Ergotamine
Mechanism :
Ergotamine acts on migraine by one of two proposed mechanisms: 1) activation of 5-HT1D receptors located on intracranial blood vessels, including those on arterio-venous anastomoses, leads to vasoconstriction, which correlates with the relief of migraine headache, and 2) activation of 5-HT1D receptors on sensory nerve endings of the trigeminal system results in the inhibition of pro-inflammatory neuropeptide release.
Indication :
Contraindications :
Hypersensitivity, peptic ulcer disease, concurrent treatment with protease inhibitors.
Dosing :
1 mg once daily sublingually followed by 1 mg every 30 min as required, no more than 3 mg/episode. Not for very young children.
Adverse Effect :
Vasoconstrictive complications (ischemia, cold extremities, cyanosis, gangrene, absence of pulse, precordial distress and pain), EKG changes, muscle pains, transient tachycardia, bradycardia, hypertension, paresthesia, weakness, numbness, vertigo, nausea and vomiting, localized edema and itching.
Interaction :
Vasoconstrictors: Should not be administered with other vasoconstrictors. Use with sympathomimetics (pressor agents) may cause extreme elevation of blood pressure.
Propranolol: The beta-blocker propranolol has been reported to potentiate the vasoconstrictive action of ergotamine by blocking the vasodilating property of epinephrine.

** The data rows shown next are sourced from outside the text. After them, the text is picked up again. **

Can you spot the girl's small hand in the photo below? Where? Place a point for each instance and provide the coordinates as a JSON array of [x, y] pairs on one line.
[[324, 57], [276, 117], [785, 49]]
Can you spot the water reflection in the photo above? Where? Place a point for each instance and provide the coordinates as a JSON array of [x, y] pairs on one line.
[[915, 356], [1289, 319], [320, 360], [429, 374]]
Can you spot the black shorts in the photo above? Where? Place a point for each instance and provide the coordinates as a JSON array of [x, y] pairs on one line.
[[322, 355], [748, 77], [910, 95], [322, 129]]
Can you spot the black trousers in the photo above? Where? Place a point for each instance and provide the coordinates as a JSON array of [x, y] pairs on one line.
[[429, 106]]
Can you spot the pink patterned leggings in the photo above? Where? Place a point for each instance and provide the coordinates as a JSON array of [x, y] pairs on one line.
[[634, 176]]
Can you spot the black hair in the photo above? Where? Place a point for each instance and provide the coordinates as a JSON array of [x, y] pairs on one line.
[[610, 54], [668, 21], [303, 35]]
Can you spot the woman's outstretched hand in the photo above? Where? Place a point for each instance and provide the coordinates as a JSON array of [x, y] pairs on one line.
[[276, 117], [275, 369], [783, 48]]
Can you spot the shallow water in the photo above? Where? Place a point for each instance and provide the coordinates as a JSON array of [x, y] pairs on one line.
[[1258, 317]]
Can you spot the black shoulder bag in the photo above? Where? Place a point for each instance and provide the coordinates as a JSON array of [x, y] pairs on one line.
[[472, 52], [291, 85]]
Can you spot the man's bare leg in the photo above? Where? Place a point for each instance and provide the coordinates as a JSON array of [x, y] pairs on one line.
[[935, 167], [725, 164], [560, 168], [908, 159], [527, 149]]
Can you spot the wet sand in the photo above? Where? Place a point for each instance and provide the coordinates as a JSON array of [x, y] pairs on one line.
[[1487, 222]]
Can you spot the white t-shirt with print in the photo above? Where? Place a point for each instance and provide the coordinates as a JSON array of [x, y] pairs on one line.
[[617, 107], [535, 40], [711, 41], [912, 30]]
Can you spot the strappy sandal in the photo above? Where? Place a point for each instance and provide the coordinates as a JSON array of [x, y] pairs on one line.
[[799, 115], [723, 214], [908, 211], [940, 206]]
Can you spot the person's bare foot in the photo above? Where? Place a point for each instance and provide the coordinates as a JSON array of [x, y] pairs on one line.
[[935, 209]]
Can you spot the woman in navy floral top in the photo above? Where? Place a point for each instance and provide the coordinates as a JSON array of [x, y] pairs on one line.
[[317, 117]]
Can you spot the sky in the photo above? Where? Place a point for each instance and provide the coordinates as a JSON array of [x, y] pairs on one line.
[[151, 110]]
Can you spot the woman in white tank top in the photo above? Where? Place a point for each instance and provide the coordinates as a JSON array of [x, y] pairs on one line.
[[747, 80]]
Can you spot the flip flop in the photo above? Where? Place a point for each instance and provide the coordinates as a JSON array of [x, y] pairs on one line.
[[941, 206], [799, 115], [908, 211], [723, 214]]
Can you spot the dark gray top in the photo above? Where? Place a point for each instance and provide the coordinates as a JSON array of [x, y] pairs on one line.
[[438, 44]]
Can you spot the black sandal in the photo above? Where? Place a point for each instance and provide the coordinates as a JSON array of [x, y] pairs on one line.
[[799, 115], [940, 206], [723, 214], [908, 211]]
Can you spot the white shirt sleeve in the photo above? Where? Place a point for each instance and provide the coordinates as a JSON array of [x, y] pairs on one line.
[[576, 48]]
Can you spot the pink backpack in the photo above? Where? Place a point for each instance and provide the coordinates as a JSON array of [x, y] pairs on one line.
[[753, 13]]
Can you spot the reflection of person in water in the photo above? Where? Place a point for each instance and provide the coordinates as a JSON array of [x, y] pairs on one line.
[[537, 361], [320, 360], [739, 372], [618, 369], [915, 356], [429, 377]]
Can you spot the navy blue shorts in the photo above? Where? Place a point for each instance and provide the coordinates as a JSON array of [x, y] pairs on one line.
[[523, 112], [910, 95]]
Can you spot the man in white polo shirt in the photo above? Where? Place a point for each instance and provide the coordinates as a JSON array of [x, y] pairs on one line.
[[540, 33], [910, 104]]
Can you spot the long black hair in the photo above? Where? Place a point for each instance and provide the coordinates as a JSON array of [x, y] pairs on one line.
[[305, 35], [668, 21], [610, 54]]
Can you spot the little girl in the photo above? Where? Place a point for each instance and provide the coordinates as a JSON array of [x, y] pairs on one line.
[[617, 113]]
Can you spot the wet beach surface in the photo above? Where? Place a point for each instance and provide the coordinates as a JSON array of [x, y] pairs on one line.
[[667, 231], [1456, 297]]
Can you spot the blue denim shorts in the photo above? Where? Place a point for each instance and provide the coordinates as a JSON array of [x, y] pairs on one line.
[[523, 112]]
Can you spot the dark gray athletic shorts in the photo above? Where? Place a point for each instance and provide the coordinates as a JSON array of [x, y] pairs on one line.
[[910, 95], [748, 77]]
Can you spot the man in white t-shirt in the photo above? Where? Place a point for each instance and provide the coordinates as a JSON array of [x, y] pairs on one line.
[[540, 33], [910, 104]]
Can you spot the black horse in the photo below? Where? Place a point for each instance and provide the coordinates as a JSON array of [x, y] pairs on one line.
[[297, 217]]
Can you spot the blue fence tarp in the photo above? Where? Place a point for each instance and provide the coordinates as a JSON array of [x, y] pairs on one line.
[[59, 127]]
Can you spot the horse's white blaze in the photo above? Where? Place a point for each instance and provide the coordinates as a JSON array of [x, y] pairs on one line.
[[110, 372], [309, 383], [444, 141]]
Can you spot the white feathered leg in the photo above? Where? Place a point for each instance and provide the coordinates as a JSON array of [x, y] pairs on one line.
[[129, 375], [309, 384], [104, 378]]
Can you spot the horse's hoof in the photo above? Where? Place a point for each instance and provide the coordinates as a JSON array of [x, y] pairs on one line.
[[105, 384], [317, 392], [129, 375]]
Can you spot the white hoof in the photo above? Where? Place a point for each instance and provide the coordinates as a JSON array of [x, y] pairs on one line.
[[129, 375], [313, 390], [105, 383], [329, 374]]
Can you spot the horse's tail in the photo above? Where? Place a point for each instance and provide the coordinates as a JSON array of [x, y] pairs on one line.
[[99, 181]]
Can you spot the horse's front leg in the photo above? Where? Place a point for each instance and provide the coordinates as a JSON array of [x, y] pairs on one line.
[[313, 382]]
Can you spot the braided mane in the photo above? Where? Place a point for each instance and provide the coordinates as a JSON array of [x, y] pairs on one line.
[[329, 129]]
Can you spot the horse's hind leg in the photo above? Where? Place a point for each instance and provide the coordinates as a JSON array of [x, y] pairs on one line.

Nicotine: May provoke vasoconstriction in some patients, predisposing to a greater ischemic response to ergot therapy.
The blood levels of ergotamine-containing drugs are reported to be elevated by the concomitant administration of macrolide antibiotics and vasospastic reactions have been reported with therapeutic doses of the ergotamine-containing drugs when coadministered with these antibiotics.
Hepatic Dose :
Those with hepatic disease may be at increased risk for developing ergot toxicity due to systemic accumulation of ergotamine. Use is contraindicated in hepatic impairment.